The Optimal Growth Mode in the Relaxation to Statistical Equilibrium

TL;DR

This paper introduces the Optimal Growth Mode (OGM), a new method to analyze slow initial relaxation in systems approaching equilibrium, using Markov matrices to approximate phase space dynamics.

Contribution

The paper presents the OGM as a novel approach to capture slow relaxation, distinguishing it from traditional modes, with applications demonstrated on the Lorenz 63 model.

Findings

OGM captures slow initial relaxation in non-equilibrium systems.

Differences between OGM and traditional slowest decaying mode are clarified.

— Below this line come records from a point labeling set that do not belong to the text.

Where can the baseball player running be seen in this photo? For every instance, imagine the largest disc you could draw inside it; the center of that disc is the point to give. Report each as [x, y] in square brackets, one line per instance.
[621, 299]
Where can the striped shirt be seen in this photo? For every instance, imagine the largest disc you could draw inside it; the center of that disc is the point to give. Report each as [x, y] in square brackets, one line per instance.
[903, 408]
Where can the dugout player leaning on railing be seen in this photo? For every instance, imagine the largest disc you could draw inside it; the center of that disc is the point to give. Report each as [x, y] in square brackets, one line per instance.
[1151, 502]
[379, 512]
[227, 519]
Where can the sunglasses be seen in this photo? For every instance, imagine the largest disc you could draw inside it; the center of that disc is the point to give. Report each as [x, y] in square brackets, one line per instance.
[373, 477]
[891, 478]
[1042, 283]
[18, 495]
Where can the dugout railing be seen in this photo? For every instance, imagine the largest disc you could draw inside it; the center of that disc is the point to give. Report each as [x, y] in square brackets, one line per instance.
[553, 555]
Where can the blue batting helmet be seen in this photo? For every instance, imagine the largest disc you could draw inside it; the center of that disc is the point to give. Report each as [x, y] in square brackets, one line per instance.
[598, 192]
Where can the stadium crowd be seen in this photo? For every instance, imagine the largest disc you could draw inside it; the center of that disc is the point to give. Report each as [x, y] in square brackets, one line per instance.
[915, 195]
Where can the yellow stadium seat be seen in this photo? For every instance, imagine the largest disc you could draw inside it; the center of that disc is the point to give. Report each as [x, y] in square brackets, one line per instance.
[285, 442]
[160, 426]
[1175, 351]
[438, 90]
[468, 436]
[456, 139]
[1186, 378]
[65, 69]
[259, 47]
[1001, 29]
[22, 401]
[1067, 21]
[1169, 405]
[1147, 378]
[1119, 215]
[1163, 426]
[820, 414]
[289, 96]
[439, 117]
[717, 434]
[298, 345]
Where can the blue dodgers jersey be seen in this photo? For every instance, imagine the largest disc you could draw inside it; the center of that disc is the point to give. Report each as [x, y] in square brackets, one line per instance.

Implications for understanding system response to external forces are discussed.

Abstract

Systems far from equilibrium approach stability slowly due to "anti-mixing" characterized by regions of the phase-space that remain disconnected after prolonged action of the flow. We introduce the Optimal Growth Mode (OGM) to capture this slow initial relaxation. The OGM is calculated from Markov matrices approximating the action of the Fokker-Planck operator onto the phase space. It is obtained as the mode having the largest growth in energy before decay. Important nuances between the OGM and the more traditional slowest decaying mode are detailed in the case of the Lorenz 63 model. The implications for understanding how complex systems respond to external forces, are discussed.